Head transplant: man will be attached to new body in under an hour and aim is immortality, doctor says
ANDREW GRIFFIN
The Independent
The Italian doctor who has claimed that he could transplant a man’s head onto a donor’s body has said that he could do much of the procedure in less than an hour.
The procedure — which Canavero has admitted is just a first step towards his ultimate aim of creating immortality — will see a man’s head removed and placed on a donor’s body.
That will see the man’s head get cooled down — as it is when doctors operate on some parts of the brain — and switched onto the different body. Doctors will then have a few minutes to attach the blood vessels and the whole thing will take less then an hour, Canavero said.
After that, the full joining process could take up to 24 hours. Canavero said that it would be carried out by a team of doctors to ensure that none of them got tired, and that doctors and surgeons from around the world had enquired about joining that team.
Canavero said that he will explain the procedure in depth at a neurosurgeons’ conference on June 12. “I’ll prove it is totally possible to all the sceptics there,” he told Mail Online.
A drawing depicting the first total cephalosomatic exchange in a monkey (from White et al. 1971)
The patient for Canavero’s first attempt at the head transplant has already been chosen, and identified as Valeri Spidonov. He is a 30-year-old Russian man who has Werdnig-Hoffmann disease, which wastes away his muscles and means that his health is rapidly declining.
As well as casting doubt on the scientific likelihood of the procedure, doctors have said that if successful it could cause huge problems for Canavero. One expert warned that Spidonov could suffer something “a lot worse than death”.
The doubt of those in Europe and Russia mean that Canavero could head to China to carry out the procedure, he said. Canavero also admits that it’s possible he could be jailed for carrying out the procedure in an unfriendly country.
“I’m ready for that. I’ve been studying Chinese for a few years.
“You should understand that it’s not simply a medical procedure. This surgery has a political meaning.”
He likened the procedure to Russia and America’s battle to be the first into space and to the moon, saying that the first company to host such a surgery will become a “leader”.

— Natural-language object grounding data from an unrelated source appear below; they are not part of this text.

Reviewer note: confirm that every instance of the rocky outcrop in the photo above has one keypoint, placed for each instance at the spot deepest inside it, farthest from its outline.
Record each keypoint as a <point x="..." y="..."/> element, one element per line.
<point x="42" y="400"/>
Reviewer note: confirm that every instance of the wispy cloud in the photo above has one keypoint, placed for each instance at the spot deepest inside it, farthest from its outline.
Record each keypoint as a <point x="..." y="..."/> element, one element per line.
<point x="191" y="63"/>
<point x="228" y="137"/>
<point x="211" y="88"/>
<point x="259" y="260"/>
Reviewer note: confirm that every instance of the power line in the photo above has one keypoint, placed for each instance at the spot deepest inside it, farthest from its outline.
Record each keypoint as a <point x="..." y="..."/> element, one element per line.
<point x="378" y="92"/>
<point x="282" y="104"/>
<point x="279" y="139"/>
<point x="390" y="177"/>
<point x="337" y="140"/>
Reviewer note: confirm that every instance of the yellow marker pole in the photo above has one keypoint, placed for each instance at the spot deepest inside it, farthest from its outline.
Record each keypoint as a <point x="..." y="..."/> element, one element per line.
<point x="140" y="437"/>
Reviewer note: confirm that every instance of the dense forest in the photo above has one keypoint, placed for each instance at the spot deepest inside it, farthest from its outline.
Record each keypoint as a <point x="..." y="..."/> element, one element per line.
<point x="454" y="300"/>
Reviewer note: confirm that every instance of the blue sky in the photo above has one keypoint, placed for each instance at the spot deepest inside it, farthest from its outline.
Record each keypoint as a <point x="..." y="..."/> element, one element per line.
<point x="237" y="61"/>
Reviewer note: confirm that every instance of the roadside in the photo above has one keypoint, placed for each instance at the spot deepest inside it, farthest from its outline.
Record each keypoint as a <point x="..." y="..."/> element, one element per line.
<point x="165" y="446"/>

The doctor needs $15 million to carry out the surgery, he says. While that’s a lot, he compared the money to that paid to footballers.
“Do you love football? I hate it,” he told Russian newspaper Komsomolskaya Pravda. “Nonetheless, you have slackers who meaninglessly stroll around the pitch and are paid $20-30 million a year.
“I need $15 million. It’s the price for happiness and health for a lot of people. But sponsors prefer spending money on healthy boneheads who can’t kick a ball.”
He said that he had received interest from tycoons and other super-rich people who were looking to use the surgery to prolong their lives. Admitting that the aim of the surgery is to allow people to eventually become immortal, he said that he has no problem with objections from churches and others.
Canavero’s comments come as conspiracy theories circulate on the internet that the entire head transplant story could be a marketing stunt. Internet users have pointed out the similarities between Canavero and a character from the game Metal Gear Solid 5, and have claimed that the entire tale could have been created by the game’s creator Hideo Kojima.
One of the central posts in the conspiracy, pointing out the similarities between parts of Canavero’s work and the Metal Gear Solid games
The conspiracy centres around a number of coincidences between Canavero’s story and that of Metal Gear Solid. Canavero published an article about the surgery, which he was then calling “Gemini”, as an article two days after the launch of Metal Gear Solid 5, which featured characters called Gemini that had cybernetic heads. There are a range of other unlikely coincidences, including special names and timings.
It’s unlikely that Canavero’s story is fake — he has published over 100 papers and carried out genuine medical procedures, as blog Kotaku noted in a post detailing the claims — but has brought extra attention to Canavero’s claims.